Before the samples can be loaded, the gel system must first be assembled. This begins with the purchase or fabrication of a polyacrylamide gel. Premade gels are becoming more and more popular because acrylimide is neurotoxic and can cause brain damage. The gel cassette contains wells that are used to load the samples.
Once the gels are secured into place, the inner and outer chambers are filled with a buffer that contains the same concentration of ions used to make the gels. This creates an electrical circuit that passes seamlessly from the cathode, through the gel and into the anode.
Next, molecular weight ladders are typically loaded into the gel, followed by the samples. As the gel runs, the ladder will spread and create visible protein bands of known sizes. At the final steps, these bands can be used to calculate each protein’s size.
Once all the samples are loaded, the positive and negative terminals on the gel box are connected to a power source capable of maintaining a constant voltage for a long period of time. Gels are typically started at around 60V until the entire sample has entered the gel region called the “stacking gel”. Then, the voltage is increased to around 200V for 30 minutes to 1 hour depending on the size and concentration of the gel and the size of the protein of interest.

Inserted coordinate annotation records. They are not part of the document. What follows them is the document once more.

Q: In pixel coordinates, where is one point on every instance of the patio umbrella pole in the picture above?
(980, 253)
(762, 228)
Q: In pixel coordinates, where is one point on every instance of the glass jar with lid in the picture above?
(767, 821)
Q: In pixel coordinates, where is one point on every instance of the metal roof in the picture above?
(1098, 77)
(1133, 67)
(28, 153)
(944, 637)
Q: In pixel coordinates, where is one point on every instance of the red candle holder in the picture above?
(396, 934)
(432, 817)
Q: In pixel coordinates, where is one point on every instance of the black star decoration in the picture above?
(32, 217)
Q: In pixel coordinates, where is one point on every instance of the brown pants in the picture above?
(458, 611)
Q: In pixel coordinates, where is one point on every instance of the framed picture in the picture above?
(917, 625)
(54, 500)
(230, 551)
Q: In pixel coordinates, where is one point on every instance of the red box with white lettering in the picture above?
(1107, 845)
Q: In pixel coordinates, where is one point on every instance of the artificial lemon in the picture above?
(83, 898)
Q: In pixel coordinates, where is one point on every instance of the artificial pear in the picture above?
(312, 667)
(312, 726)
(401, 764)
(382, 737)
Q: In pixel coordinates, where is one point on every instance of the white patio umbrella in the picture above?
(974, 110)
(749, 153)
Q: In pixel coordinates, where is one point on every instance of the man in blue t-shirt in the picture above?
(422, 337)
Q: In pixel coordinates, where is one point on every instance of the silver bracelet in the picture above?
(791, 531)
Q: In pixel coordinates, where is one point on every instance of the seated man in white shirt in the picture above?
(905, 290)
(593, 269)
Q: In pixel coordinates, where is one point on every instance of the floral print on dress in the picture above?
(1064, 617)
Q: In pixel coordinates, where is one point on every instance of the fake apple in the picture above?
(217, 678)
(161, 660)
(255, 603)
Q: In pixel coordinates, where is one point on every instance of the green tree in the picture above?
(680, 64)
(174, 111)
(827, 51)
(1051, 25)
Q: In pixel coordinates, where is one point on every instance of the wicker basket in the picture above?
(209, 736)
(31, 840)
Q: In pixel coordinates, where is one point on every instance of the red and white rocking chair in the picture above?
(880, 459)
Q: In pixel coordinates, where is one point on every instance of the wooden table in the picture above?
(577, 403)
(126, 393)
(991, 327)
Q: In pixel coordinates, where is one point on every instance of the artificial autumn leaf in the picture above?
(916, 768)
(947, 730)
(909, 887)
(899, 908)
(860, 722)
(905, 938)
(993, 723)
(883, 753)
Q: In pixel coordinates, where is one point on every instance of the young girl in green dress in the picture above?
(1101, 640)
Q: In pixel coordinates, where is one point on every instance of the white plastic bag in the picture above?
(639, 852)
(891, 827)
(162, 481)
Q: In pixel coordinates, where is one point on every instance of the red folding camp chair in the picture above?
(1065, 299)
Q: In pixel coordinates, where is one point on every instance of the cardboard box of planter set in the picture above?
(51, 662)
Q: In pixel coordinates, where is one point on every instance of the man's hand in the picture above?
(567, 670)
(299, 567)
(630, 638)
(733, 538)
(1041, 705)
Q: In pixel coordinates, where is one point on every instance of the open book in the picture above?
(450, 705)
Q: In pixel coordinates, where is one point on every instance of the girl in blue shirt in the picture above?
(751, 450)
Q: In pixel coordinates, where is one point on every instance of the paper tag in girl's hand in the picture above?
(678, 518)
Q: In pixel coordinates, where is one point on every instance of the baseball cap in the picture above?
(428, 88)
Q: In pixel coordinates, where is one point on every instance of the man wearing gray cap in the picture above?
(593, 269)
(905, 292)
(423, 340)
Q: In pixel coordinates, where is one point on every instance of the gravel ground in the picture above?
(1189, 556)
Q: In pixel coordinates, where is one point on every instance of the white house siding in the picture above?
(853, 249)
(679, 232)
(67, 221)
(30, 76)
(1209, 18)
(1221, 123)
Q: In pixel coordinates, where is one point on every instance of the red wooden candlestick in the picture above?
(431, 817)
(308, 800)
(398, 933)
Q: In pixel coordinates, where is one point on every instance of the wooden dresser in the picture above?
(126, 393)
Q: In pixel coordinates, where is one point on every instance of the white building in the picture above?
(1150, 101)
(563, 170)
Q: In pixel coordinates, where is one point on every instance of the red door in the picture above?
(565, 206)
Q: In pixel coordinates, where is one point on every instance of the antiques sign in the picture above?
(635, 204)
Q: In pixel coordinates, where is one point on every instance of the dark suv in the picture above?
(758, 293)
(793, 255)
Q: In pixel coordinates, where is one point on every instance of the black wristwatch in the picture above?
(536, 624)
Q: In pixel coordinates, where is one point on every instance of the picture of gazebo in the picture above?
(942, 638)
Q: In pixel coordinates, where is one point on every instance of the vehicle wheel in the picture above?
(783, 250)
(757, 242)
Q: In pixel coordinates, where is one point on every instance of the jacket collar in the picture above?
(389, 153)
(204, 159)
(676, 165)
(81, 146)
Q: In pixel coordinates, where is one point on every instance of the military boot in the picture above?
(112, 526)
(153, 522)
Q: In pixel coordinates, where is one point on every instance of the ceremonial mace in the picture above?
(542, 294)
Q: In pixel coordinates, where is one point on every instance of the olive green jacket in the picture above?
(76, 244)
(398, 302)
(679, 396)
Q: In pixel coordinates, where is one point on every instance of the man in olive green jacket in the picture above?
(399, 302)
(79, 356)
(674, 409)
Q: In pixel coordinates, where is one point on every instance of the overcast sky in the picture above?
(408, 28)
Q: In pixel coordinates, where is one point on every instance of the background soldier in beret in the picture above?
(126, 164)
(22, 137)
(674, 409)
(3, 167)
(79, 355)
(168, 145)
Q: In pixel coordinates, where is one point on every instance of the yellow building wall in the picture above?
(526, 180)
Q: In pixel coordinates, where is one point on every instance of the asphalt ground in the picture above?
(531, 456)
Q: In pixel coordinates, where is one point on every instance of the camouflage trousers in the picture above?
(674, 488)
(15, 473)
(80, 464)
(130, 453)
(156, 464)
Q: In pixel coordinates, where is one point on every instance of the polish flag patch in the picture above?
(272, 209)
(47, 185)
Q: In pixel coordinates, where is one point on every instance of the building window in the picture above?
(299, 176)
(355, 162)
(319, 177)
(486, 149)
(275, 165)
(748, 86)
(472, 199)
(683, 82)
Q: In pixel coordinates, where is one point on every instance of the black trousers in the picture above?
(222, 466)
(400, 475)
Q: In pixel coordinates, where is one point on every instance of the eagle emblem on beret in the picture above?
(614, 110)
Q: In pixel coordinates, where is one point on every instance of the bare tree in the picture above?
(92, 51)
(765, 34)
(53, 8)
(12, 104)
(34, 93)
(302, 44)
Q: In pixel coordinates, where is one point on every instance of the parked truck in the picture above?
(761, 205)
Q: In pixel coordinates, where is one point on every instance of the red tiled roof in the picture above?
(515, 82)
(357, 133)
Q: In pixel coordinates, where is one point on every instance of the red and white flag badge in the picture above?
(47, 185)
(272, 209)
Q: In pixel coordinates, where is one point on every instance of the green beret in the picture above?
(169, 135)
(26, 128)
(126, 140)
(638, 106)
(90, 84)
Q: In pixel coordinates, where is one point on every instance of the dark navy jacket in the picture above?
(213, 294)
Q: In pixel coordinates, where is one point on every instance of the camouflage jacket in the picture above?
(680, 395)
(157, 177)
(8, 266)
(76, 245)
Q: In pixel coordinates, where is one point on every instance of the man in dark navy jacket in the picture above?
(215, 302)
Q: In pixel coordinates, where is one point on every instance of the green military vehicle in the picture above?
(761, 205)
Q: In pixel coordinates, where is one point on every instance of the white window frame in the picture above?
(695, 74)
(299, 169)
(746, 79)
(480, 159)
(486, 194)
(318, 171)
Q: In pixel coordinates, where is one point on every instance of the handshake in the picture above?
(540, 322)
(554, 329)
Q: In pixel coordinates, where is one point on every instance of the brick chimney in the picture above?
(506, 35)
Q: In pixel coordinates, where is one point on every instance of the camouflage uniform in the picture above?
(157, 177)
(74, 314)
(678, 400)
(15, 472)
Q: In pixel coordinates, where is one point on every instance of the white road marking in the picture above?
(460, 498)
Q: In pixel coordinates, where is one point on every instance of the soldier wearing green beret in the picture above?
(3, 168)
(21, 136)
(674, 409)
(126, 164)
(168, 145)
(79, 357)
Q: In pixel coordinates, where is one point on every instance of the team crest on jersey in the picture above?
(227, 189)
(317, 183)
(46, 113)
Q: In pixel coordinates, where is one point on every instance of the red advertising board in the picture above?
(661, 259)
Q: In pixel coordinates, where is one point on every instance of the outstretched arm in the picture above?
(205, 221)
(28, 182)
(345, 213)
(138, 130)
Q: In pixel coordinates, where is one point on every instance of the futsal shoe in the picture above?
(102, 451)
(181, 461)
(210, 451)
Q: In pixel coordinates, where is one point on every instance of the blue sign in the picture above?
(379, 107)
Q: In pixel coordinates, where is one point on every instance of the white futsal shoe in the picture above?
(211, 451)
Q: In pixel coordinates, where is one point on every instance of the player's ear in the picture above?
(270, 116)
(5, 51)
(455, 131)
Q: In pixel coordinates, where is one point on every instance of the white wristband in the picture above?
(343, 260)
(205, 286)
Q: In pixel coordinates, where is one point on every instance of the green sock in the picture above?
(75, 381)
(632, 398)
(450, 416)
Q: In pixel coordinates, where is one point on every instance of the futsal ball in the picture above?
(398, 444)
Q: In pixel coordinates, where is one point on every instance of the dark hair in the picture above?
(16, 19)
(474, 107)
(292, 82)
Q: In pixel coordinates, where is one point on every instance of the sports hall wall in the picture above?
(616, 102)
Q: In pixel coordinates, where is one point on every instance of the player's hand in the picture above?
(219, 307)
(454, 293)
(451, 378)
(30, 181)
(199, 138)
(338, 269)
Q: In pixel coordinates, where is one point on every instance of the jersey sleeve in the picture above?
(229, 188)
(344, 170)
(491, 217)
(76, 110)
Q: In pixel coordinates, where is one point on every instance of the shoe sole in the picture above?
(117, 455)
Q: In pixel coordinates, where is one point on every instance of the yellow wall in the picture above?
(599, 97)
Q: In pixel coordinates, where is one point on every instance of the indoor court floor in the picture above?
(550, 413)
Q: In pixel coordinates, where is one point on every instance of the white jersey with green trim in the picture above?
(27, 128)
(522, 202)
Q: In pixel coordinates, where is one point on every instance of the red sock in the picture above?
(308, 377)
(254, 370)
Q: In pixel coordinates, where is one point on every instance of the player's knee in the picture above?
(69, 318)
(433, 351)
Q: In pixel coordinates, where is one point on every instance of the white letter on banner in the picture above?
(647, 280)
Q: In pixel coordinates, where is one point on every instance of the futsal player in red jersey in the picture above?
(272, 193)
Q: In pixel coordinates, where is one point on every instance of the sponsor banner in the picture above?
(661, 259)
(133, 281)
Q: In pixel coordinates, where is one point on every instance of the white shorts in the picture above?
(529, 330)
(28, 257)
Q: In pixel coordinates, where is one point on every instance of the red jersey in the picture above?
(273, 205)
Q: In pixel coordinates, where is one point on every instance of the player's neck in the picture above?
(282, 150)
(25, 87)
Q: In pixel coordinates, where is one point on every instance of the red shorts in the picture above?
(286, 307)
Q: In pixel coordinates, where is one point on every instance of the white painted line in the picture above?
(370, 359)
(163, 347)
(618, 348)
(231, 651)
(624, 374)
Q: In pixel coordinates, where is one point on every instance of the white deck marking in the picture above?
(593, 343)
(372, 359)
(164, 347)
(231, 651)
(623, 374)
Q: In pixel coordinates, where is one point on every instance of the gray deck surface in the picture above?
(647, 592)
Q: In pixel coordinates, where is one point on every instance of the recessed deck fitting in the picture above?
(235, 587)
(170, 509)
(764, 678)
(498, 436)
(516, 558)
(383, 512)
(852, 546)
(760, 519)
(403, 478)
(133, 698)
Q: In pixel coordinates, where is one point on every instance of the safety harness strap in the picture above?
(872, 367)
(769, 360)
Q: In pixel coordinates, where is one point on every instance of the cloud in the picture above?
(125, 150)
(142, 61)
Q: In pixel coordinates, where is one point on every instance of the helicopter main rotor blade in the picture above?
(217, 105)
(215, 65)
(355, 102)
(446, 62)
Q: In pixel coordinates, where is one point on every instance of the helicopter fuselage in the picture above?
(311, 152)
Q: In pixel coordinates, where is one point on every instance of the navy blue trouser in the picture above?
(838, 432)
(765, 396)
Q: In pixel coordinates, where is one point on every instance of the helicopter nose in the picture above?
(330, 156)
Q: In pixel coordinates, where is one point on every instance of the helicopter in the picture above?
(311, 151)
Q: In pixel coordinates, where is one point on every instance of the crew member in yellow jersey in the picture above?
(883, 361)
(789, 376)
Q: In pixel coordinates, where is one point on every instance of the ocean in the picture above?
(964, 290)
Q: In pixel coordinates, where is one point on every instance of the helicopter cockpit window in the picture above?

When electrophoresis is complete, the cassette is removed and opened to expose the gel. The gel can then be stained with a typical protein stain, such as coomassie blue or silver stain, to visualize the protein bands within the gel. Coomassie stain can detect bands with as little as 50 nanograms of protein, whereas silver stain can detect bands with as little as 1 nanogram of protein.
In two-dimensional gel electrophoresis, samples are separated by two separate properties on gels, one dimension at a time. First, samples are loaded and arranged according to their isoelectric points on localized pH gradient strips. The proteins in the strip are then denatured and are placed on top of a typical polyacrylamide gel where they are secured in place with fresh gel solution. Then, second dimension separation is performed by SDS-PAGE.
While isoelectric focusing isn’t the only option for 2-D gel electrophoresis, it is the most common. Two-dimensional gel electrophoresis is an invaluable tool that provides insights into protein complexes and sub-organelle organization.
After running the gel, a very common next step is to transfer the proteins from the gel onto a membrane made of PVDF or nylon for analysis. You can then use specific antibodies to probe the membrane and look for proteins of interest. Shown here are typical immunoblot results where the researcher used 3 different signal amplification techniques to determine which best shows the presence of the Pit-1 protein throughout a number of serial dilutions.
You’ve just watched JoVE’s video on protein separation using SDS-PAGE. You should now understand the steps involved in resolving a protein by size using this powerful technique. As always, thanks for watching!